# Athens Clarke County GA. M 4yrs dark sable #28021



## lakota757 (Apr 10, 2008)

Age:4 years
Breed:German Shepherd
Gender:Male
Impound date:4/9
Ledger number:28021

Smokey is a beautiful German Shepherd. He is an adult dog who is past his puppy stage and a bit calmer. He seemed to do well with other dogs as they walked by, and he was very well behaved on our walk, too. He responded well to the leash for someone of his size, and he didn’t jump up on people at all. Additionally, when Smokey was let into an interaction pen, he immediately went to the bathroom.
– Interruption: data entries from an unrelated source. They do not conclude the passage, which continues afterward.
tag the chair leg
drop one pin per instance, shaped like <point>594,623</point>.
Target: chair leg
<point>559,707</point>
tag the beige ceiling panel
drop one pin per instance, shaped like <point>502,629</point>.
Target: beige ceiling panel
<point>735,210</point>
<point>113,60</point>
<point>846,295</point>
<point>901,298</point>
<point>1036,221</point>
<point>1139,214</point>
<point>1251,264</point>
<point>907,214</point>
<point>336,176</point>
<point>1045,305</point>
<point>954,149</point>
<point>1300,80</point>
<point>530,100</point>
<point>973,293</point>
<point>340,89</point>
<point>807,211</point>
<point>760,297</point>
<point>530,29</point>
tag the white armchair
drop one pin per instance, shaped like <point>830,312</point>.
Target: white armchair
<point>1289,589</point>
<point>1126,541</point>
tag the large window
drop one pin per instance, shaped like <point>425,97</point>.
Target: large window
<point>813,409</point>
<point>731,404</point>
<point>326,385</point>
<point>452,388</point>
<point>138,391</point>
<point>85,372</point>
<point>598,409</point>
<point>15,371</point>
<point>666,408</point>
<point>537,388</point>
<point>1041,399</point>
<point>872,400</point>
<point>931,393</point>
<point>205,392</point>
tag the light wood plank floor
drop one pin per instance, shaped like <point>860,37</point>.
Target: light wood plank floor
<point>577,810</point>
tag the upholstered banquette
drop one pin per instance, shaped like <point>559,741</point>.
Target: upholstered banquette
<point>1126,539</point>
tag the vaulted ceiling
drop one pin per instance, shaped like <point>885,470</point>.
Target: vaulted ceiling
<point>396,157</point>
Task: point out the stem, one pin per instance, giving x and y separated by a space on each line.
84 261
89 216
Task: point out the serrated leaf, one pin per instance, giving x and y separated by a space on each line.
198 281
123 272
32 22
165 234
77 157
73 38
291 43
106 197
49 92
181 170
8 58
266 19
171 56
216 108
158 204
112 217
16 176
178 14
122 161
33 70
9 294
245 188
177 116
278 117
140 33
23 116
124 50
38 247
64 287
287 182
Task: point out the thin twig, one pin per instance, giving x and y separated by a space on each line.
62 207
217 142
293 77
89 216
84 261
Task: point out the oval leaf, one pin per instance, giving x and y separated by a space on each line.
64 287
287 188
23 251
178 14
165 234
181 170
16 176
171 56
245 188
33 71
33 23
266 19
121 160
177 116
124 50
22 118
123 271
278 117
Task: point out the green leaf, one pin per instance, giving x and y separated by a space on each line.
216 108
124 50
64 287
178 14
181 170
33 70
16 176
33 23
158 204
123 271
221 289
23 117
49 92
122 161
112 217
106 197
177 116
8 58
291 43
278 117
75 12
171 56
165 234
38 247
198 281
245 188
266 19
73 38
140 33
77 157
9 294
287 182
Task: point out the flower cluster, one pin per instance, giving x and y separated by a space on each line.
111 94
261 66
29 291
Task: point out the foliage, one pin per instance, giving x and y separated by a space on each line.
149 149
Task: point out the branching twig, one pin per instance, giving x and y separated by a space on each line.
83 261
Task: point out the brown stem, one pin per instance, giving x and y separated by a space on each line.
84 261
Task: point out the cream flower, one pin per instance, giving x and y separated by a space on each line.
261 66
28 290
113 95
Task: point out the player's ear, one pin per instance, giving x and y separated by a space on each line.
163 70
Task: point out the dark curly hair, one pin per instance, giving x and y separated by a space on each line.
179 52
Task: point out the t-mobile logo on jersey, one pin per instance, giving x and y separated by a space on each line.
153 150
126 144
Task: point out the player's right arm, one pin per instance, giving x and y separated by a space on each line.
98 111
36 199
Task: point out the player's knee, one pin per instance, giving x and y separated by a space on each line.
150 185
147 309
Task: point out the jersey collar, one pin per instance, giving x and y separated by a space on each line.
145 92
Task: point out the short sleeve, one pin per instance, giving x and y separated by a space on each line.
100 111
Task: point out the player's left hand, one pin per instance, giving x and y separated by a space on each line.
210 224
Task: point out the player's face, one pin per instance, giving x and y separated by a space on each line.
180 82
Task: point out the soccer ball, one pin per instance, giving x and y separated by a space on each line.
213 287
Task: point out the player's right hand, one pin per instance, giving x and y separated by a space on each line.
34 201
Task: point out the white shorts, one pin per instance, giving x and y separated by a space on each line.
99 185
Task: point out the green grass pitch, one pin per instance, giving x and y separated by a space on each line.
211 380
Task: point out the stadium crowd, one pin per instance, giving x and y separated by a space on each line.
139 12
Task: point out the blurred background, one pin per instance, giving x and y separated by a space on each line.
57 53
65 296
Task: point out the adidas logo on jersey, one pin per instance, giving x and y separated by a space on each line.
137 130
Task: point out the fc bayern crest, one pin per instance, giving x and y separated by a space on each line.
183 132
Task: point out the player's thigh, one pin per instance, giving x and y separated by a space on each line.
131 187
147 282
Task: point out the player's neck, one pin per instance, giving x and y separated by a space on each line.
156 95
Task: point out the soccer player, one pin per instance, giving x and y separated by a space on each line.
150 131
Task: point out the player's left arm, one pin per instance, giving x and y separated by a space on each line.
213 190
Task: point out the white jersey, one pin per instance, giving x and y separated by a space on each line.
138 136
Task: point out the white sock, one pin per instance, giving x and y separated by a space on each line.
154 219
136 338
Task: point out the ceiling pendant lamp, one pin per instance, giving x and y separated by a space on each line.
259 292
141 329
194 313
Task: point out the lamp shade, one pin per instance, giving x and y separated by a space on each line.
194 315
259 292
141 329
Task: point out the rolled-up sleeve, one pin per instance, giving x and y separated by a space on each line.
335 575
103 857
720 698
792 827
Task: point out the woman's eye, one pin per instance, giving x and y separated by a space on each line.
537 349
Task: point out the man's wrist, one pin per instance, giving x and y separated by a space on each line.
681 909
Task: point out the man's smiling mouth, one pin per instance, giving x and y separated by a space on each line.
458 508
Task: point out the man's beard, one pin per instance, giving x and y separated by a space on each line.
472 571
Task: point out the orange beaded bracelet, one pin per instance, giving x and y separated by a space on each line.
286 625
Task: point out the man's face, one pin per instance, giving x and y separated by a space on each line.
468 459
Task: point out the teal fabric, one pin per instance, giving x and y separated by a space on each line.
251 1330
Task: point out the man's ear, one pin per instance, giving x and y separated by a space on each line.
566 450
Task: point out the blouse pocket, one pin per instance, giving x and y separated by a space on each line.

In fact, he had to relieve himself quite badly once he finally did get out, so he could actually be housebroken already! Smokey doesn’t feel like a large dog in his gentle personality at all- though it was quite empowering to walk a big guy like him around the yard. He could gain a few pounds to get his body condition a bit higher. He has a beautiful coat that is every shade of brown and black- it looks different with every stride he takes. If you’d like to have a big dog that is gentler and past his rowdy years, please check out Smokey soon!

Shelter hours: Monday, Tuesday, Thursday, Friday, Saturday, and Sunday: 10am-4pm
Closed Wednesdays 
706 613-6540


----------



## shilohsmom (Jul 14, 2003)

Now that is one good looking dog!!!! I sure hope he can be saved!


----------



## BowWowMeow (May 7, 2007)

What a GORGEOUS dog!









Anyone?


----------



## Karin (Jan 4, 2008)

He is just stunning! I love his coloring! I hope someone can help this gentle giant!


----------



## lakota757 (Apr 10, 2008)

bump


----------



## elly1210 (Jan 4, 2009)

I love the dark sables...just gorgeous, I wish I could add another one to our mix but it would be too much, would love to have this boy


----------



## lakota757 (Apr 10, 2008)

> Originally Posted By: EllyI love the dark sables...just gorgeous, I wish I could add another one to our mix but it would be too much, would love to have this boy


Me too Elly! He is so very beautiful. I hope he can get help. This shelter is packed full right now. They are a high kill shelter. They work well with rescues though.


----------



## wsumner26 (Jan 27, 2006)

This guy is gorgeous!!


----------



## lakota757 (Apr 10, 2008)

Any help for the poor boy???


----------



## lakota757 (Apr 10, 2008)




----------



## BowWowMeow (May 7, 2007)

Bump for the handsome boy!


----------



## lakota757 (Apr 10, 2008)

I just called about Smokey. He does have a app. on him and I was told he also has a backup rescue. I will check back on him in a day or so and make sure he is safe.


----------



## elly1210 (Jan 4, 2009)

that is awesome, fingers crossed...so handsome


----------



## brt (Sep 16, 2008)

> Originally Posted By: lakota757I just called about Smokey. He does have a app. on him and I was told he also has a backup rescue. I will check back on him in a day or so and make sure he is safe.


Thanks for the update. The email I received on him said tomorrow is euth day.


----------



## ShepherdMania (Jun 17, 2008)

Fingers and paws crossed!


----------



## shilohsmom (Jul 14, 2003)

fingers and paws crossed here too!!


----------



## Jax08 (Feb 13, 2009)

bump


----------



## elly1210 (Jan 4, 2009)

any news, so many sables lately


----------



## lakota757 (Apr 10, 2008)

I will call about him right now and make sure he got out.


----------



## lakota757 (Apr 10, 2008)

Just talked to Kathy at ACC. This boy went home!! He was reclaimed by his owner!! YAY!!


----------



## Renoman (Apr 10, 2009)

woohooooooooo!!!


----------



## Karin (Jan 4, 2008)

Yaaayyy!! He did look like he had been well cared for.


----------